Le retournement de tendance est notable. Pour la première fois depuis la réouverture de l’économie chinoise après la pandémie de Covid-19, les émissions mensuelles de CO2 ont reculé dans en Chine en mars dernier, de 3 %. Et selon l’analyse de Lauri Myllyvirta, du Center for research on energy and clean air (CREA), publiée sur le site Carbon Brief , cette baisse pourrait bien être le signal qu’un pic des émissions a été atteint par l’Empire du milieu en 2023.

En réalité, tout dépend du rythme de croissance à venir des énergies renouvelables, argumente l’auteur. Car la baisse des émissions constatée en mars s’explique essentiellement par l’augmentation massive des capacités de production d’électricité solaire et éolienne (+300 gigawatts (GW) raccordés au réseau l’an dernier, et encore +40 % sur les trois premiers mois de 2024).

Effet de base artificiel
Lauri Myllyvirta constate que mars 2024 est le premier mois à ne pas être affecté par un effet de base artificiel : en janvier et février 2023, l’économie chinoise était encore ralentie par la politique zéro Covid.
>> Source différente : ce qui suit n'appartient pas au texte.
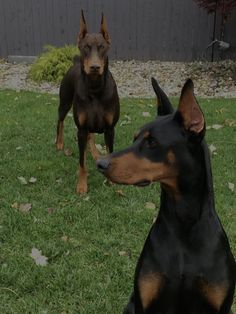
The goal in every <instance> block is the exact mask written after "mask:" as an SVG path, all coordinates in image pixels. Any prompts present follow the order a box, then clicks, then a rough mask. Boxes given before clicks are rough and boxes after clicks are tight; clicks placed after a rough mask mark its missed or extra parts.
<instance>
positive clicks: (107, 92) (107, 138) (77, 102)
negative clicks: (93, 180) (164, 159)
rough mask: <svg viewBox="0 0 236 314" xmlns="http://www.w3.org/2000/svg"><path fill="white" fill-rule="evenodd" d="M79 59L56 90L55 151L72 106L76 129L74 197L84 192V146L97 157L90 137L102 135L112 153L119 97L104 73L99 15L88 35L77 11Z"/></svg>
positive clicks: (103, 19) (85, 190)
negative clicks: (78, 30)
mask: <svg viewBox="0 0 236 314" xmlns="http://www.w3.org/2000/svg"><path fill="white" fill-rule="evenodd" d="M78 47H79V49H80V57H79V58H77V59H75V61H74V65H73V66H72V67H71V68H70V69H69V71H68V72H67V73H66V75H65V76H64V78H63V80H62V82H61V86H60V104H59V108H58V123H57V137H56V147H57V149H58V150H62V149H63V147H64V141H63V129H64V119H65V117H66V114H67V113H68V111H69V110H70V108H71V106H72V104H73V115H74V121H75V124H76V126H77V128H78V146H79V154H80V155H79V171H78V175H79V178H78V183H77V188H76V191H77V193H86V192H87V170H86V146H87V142H88V143H89V146H90V150H91V153H92V156H93V158H94V159H95V160H96V159H98V157H99V153H98V151H97V149H96V146H95V143H94V133H104V138H105V144H106V147H107V150H108V152H110V153H112V152H113V142H114V127H115V124H116V123H117V121H118V119H119V112H120V108H119V97H118V93H117V88H116V84H115V81H114V79H113V77H112V75H111V73H110V71H109V70H108V56H107V52H108V49H109V48H110V38H109V35H108V31H107V24H106V20H105V17H104V16H103V14H102V21H101V30H100V33H98V34H89V33H88V31H87V26H86V22H85V18H84V14H83V11H81V21H80V32H79V36H78Z"/></svg>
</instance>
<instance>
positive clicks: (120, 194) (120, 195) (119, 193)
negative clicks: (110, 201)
mask: <svg viewBox="0 0 236 314" xmlns="http://www.w3.org/2000/svg"><path fill="white" fill-rule="evenodd" d="M116 194H117V195H119V196H125V193H124V192H123V191H122V190H116Z"/></svg>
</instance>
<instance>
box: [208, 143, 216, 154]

La baisse enregistrée en mars est donc à ses yeux plus représentative des tendances en cours. Cette baisse s’explique par le recul de l’utilisation du charbon (-1 %), la stabilisation de la demande de pétrole, ainsi que par la chute de la production d’acier (-8 %) et surtout de ciment (-22 %), liée à l’effondrement de la construction dans le pays.
Mais surtout, elle a été rendue possible parce que 90 % de la hausse de la demande en électricité, exceptionnellement rapide au cours des dernières années, a été couverte par l’éolien et le solaire. La part des combustibles non fossiles dans la production d’électricité a ainsi grimpé, de 32,6 % l’an dernier, à 36,2 % en mars 2024 – dont 15 % pour le solaire et l’éolien.
Les statistiques chinoises font apparaître un écart entre les déclarations de production et de consommation des installations solaires, que certains ont attribué à des « données manquantes ». Lauri Myllyvirta, lui, analyse cet écart par l’essor des petites installations non raccordées au réseau central, qui a représenté 45 % des nouvelles capacités installées l’an dernier.

Autre donnée notable relevée par l’étude : l’adoption croissante des véhicules électriques dans le pays – ils représentent 10 % des voitures en circulation selon les données des vendeurs – a permis de réduire de 3,5 points de pourcentage la demande d’essence.

Trajectoire incertaine
Toute la question est maintenant de savoir si cette évolution sera durable. Lauri Myllyvirta estime que ce sera le cas si le taux de croissance actuel des énergies propres se maintient : la réduction des émissions de CO2 atteindrait alors 20 à 25 % des émissions actuelles en 2035. Mais les experts, en Chine, sont partagés sur la question, rappelle-t-il.
L’Association chinoise de l’industrie photovoltaïque prévoit ainsi une hausse de capacités solaires comprise entre 225 et 280 GW par an, soit plus qu’en 2023 (217 GW). Le directeur de l’Administration nationale de l’énergie, Zhang Jianhua, table, lui, sur seulement « plus de 100 GW par an », pour le solaire et l’éolien combinés.
Un manque d’ambition gouvernementale cohérent avec ses objectifs officiels de réduction d’intensité en carbone (émissions de CO2 rapportées au PIB), de -3,9 % en 2024. Comme le gouvernement prévoit une croissance de 5 % environ, cela signifie qu’il table sur une hausse des émissions de 1 % sur l’année.

La Chine continue en outre d’ investir dans le charbon . Et bien que la croissance de la capacité de production de charbon ait légèrement ralenti au premier trimestre, un nombre important de centrales électriques sont toujours en cours de construction.